Critique As Optimism: Reimagining Information
In an information climate that is increasingly precarious, where do we find hope in how we continue to make information accessible? How can the field buttress the work of access to information by using critical theories for optimism? How can we use forms of critique that allow us to rethink, reframe, and rebuild what information access and information literacy look like? Drawing on multiple lines of inquiry, this interdisciplinary talk challenges some of the dominant practices of the field, including the dominant ideas of information and how we teach, by invoking the history of suppression and censorship of information.
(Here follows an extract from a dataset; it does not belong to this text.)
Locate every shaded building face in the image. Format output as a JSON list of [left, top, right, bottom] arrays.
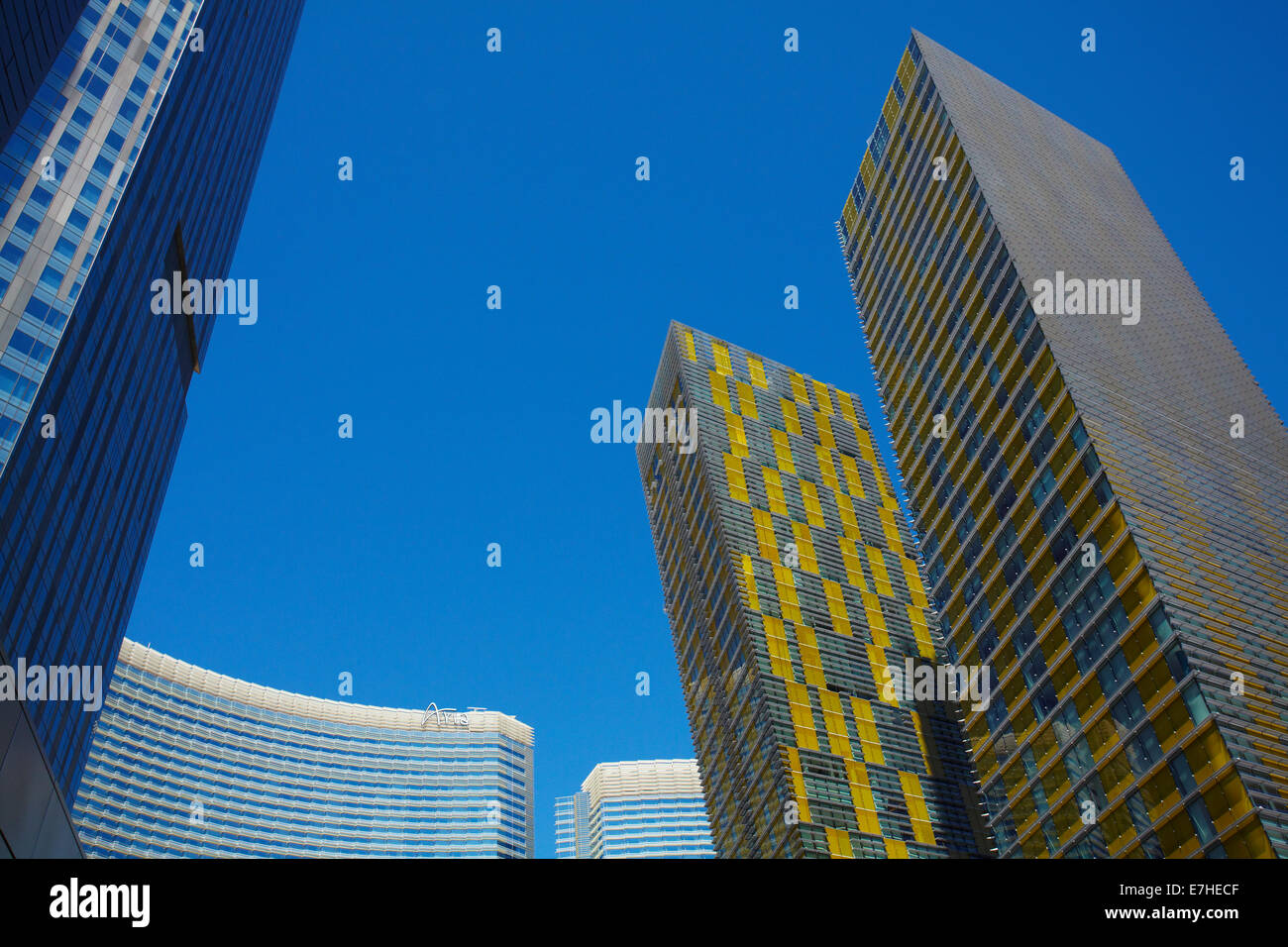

Learning from the past, counternarratives, and critical inquiry, this talk invites us to consider new pathways to reimagine access and information literacy in order to enact the goals of our profession.
Teresa Helena Moreno is an educator, librarian and seasoned academic administrator with over 15 years experience in the academe. Trained in feminist methodology, critical ethnic studies, Black feminist theory and interdisciplinary practice, her scholarship, pedagogical praxis, and administrative work are rooted in these approaches.
She is currently an assistant professor in the Richard J. Daley Library at the University of Illinois Chicago where she is the librarian for Black Studies and the College of Architecture, Design + the Arts. Her approaches to information science are deeply rooted in the inquiry of how we can center and reframe voices of those not reflected in dominant culture and create library practices in support of this effort. She is currently researching the ways the information sciences misunderstands the diaspora and how it works with diasporic content.